Service provider wants storage defined by hardware, picks X-IO storage

BroadAspect CTO says he picked X-IO's ISE and Hyper ISE storage systems because of their unique hardware, not any software-defined features.

Despite all the talk about software-defined storage these days, the chief technology officer at service provider BroadAspect said he only wanted "dumb storage" to serve as the backbone for his company's cloud services.

When Sterling, Va.-based BroadAspect set out to upgrade its EMC Clariion CX4 SAN arrays last year, Chief Technology Officer Nick Ellermann realized most storage vendors emphasize software over their storage. He ended up buying four X-IO storage systems, which he said turned out to be not so dumb, although X-IO emphasizes its hardware architecture over separately licensed software features.

"EMC became more software-oriented than a storage hardware company," he said. "So, we went to NetApp and just about everybody else, and we saw they all had the same hardware in the same chassis with different software. We didn't see anything unique. Everybody was taking off-the-shelf servers with disk drives and SSD [solid-state drive] cache on top."

Ellermann wasn't looking for a lot of extra storage software features. He said he relies on VMware hypervisors for most of the management. He wanted a storage system with low-enough latency and high-enough predictable IOPS to give customers service-level agreements (SLAs) for its Infrastructure as a Service offering, and to meet BroadAspect's tight data center space and power requirements.

Ellermann "stumbled across" X-IO when another of the vendor's customers recommended its self-contained Intelligent Storage Element (ISE) systems.

After testing the systems, BroadAspect bought three X-IO ISE 230 systems with spinning disk and a Hyper ISE 730 with spinning disk and SSDs. BroadAspect uses the X-IO storage systems as the main back-end storage for its customers and runs its internal workloads on it. Ellermann said he plans to add a Hyper ISE 740 with greater capacity (28.8 TB vs. 21.6 TB for the 730).

All of the X-IO systems are 3U boxes with 40 drive slots. The Hyper ISE system has 10 SSDs and 30 hard drives.

He said he uses his older EMC arrays for Tier 2 storage but will replace them with Dell PowerVault servers. "The main problem is space and power requirements," Ellermann said. "Our data center space is precious around here."

Ellermann said the Hyper ISE performance is good enough to offer performance guarantees that require BroadAspect to give customer credits if they're missed.

"What we call our high-performance storage is running on Hyper ISE," he said. "As a service provider, until the last year we'd never been able to give people a true SLA around storage. We'd kind of make stuff up -- 'Yeah, we'll try to do that, we'll try to maintain those performance levels' -- but other than moving data to comply with the performance they were paying for, we had no control. We had a big limitation on IOPS and bandwidth throughput. Now we've increased our storage throughput so much that we don't have to think about it. We can put our name behind our performance."

Part of the performance comes from the way X-IO automatically tiers storage inside the box. Ellermann looked at Dell Compellent Data Progression and other storage with auto-tiering, but he said they required a lot of work to set up policies for tiers.

"X-IO is fully automated, and its tiering doesn't run once a day, it runs every five seconds," he said.

Previously known as Xiotech, X-IO acquired the technology behind ISE from Seagate in 2007. It began selling ISE systems in 2008 and added Hyper ISE with flash in 2008.

"X-IO sees storage differently than other storage vendors," Ellermann said. "Most storage vendors are software vendors. They're building commodity-based hardware and putting their secret-sauce software on top of it. Talking to big-boy vendors and some of the startups, I was getting beaten to death on feature, feature, feature; and every feature on their price list was $20,000 to $40,000. I have VMware in the hypervisor layer; I don't need all those features in the hardware layer. We have Veeam [backup software] for data replication, [so] I don't need that on the storage layer.

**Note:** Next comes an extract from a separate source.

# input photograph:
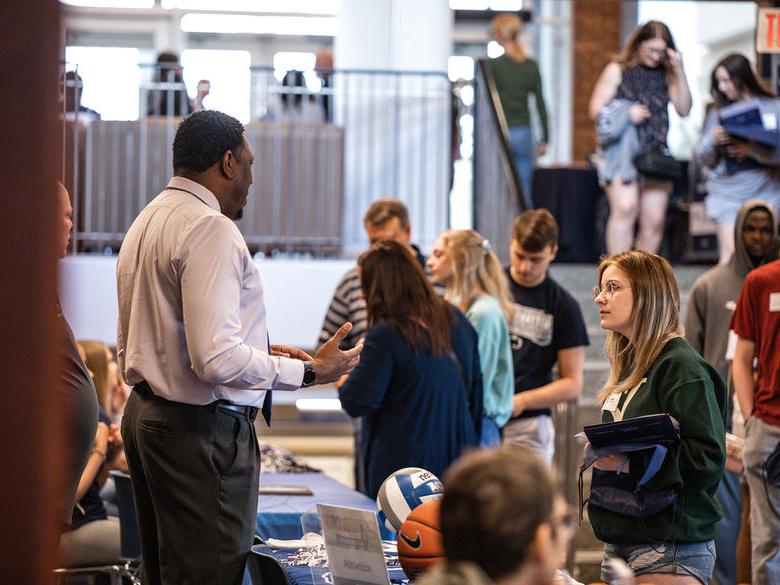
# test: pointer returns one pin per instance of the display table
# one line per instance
(279, 516)
(272, 567)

"The first time I talked to X-IO, I said, 'I just need dumb storage,'" he said. "X-IO would say they're not dumb storage, but they don't have all these extra features."

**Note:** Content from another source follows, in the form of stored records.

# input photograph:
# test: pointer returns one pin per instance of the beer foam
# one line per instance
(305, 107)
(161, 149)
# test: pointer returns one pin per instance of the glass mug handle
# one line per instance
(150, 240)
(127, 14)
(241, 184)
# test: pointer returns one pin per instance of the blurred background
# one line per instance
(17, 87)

X-IO's only licensed feature is active-active mirroring, which mirrors data by the block between two nodes. Ellermann said he doesn't use that because he has no customer requirements for it yet.

Ellermann said he has asked X-IO to add a few features, such as thin provisioning and snapshotting. He said he can get those features now through VMware and his backup software, but has specific cases where they would help more at the storage layer.

He said he's also impressed with X-IO's self-healing capabilities that automatically rebuild failing drives and with its five-year guarantee. "Within the five years we hope to never have to touch the kit again," Ellermann said.